Ich floh nach Hause. Als ich die Wohnung betrat, fand ich meine Mutter dort vor, wo ich sie vorher verlassen hatte. Sie saß in einem hilflosen Heulkrampf zusammengesunken am Tisch. Dieser Augenblick traf mich mehr als jedes meiner anderen Probleme. Meine krebskranke Mutter, die so viele eigene Probleme hatte, hatte noch die Kraft um mich zu weinen und meine Probleme gingen ihr auch nahe.
Das war der Moment, in dem ich Begriff, dass mehr in meinem Leben schief lief als ich gedacht hatte. Meine Zigaretten waren ein elementarer Bestandteil dieses Problems.
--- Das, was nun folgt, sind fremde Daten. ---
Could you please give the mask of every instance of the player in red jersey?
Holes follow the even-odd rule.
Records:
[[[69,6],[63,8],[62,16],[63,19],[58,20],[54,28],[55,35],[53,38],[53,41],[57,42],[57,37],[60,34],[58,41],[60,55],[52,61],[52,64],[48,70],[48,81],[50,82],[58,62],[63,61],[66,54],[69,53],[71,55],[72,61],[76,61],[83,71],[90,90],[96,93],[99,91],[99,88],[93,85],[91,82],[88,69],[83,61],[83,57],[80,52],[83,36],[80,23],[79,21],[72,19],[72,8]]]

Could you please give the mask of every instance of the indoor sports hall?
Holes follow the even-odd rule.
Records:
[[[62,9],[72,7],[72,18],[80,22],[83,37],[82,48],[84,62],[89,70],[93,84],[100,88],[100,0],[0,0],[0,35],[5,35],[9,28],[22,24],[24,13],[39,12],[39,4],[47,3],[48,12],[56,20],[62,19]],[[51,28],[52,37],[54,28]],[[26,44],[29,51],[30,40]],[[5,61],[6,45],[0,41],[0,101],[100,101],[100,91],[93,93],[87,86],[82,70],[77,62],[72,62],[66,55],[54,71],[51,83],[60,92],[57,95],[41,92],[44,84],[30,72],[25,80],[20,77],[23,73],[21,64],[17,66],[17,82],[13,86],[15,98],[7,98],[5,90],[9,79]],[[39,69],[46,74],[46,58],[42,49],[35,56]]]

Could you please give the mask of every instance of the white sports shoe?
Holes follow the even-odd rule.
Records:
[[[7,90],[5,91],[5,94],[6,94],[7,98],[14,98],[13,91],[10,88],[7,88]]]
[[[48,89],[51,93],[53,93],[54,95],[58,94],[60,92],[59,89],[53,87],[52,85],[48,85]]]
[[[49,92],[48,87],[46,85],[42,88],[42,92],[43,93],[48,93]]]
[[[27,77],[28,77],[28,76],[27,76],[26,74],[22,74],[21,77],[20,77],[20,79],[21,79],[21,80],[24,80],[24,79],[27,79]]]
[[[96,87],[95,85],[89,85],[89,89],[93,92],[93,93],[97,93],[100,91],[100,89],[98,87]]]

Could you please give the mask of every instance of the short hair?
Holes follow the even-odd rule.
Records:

Nachdem ich meine Mutter getröstet hatte, setzten wir uns zusammen und überlegten, wie wir meine Probleme in den Griff bekommen könnten.
Im Endeffekt habe ich es mit der Hilfe meiner Mutter geschafft, meinen Zigarettenkonsum einzudämmen. Es war ein schweres Jahr, doch mittlerweile kann ich eine Zigarette rauchen, ohne wieder in mein altes Verhaltensmuster zu fallen. Ich bleibe jedoch streng mit mir und rauche nur noch aus Genuss ca. ein mal die Woche. Wahrscheinlich werde ich die Zigarette niemals los, aber ich werde den Rest meines Lebens wachsam sein.
Mein Apell an dich ist, dass du nicht vor deinen Problemen weg läufst. Es macht die Situation nicht besser. Es verschiebt nur den Zeitpunkt, an dem du dich damit auseinander setzen musst und je länger du wartest, desto größer wird das Problem. Hol dir Hilfe. Du kannst deine Sucht nicht alleine besiegen. Ich habe in meinem Leben noch niemanden getroffen, der das geschafft hat. Du bist nicht alleine, vergiss das nicht!